The man, who has not yet been identified, was taken into custody after a cathedral security guard stopped him from entering, New York Police Department Deputy Commissioner John Miller said at a news conference Wednesday. There were no injuries or damages as a result of the incident, police sources told The Washington Post.
"It's hard to say exactly what his intentions were, but I think the totality of the circumstances of an individual walking into an iconic location like St. Patrick's Cathedral carrying over four gallons of gasoline, two bottles of lighter fluid and lighters is something we would have great concern over," Miller told reporters.
Around 7:55 p.m., Miller said the man returned to a minivan he had parked on 5th Avenue, the same street the cathedral is located on, and took out the gasoline containers and the "equipment to light it." Immediately after he entered the cathedral, he was confronted by the security guard, who informed him that he was not allowed inside carrying the gas and lighters, Miller said.
Though Miller said "some gasoline apparently spilled onto the floor" as the man was exiting, in a statement to CBS, the Archdiocese of New York confirmed that "nothing happened" in the cathedral. Police said there were other people inside at the time.

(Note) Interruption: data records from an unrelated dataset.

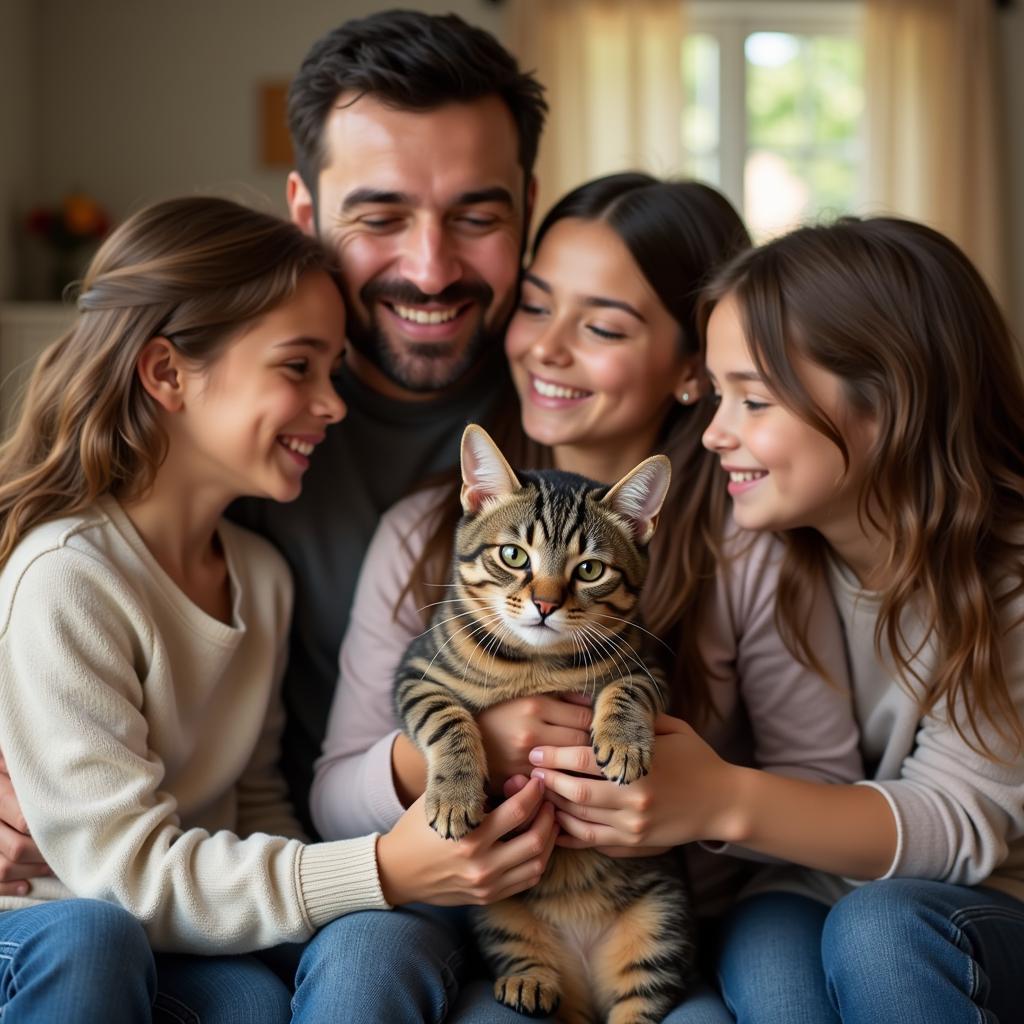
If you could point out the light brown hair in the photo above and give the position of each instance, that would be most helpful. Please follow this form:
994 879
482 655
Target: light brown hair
900 315
195 270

After the man left, two NYPD officers caught up to him and began to question him, Miller said.
"His answers were inconsistent and evasive, although he remained conversational with them and cooperative," he said.
The man told the officers he had been cutting through the cathedral because his car had run out of gas, Miller said. But when police checked on his vehicle, it had plenty of fuel, Miller said. The man has not yet been charged, but Miller said police are coordinating with the district attorney's office.
This incident comes just two days after a fire devastated the famed Notre Dame Cathedral in Paris. Officials in France have launched an investigation into how the blaze started, though it is widely believed to have been accidental, The Post reported.
St. Patrick's Cathedral was built in 1878 and is one of New York's most prominent landmarks. A "sprinkler-like system" was recently installed and its wooden roof is protected by a coat of fire retardant, ABC 7 reported.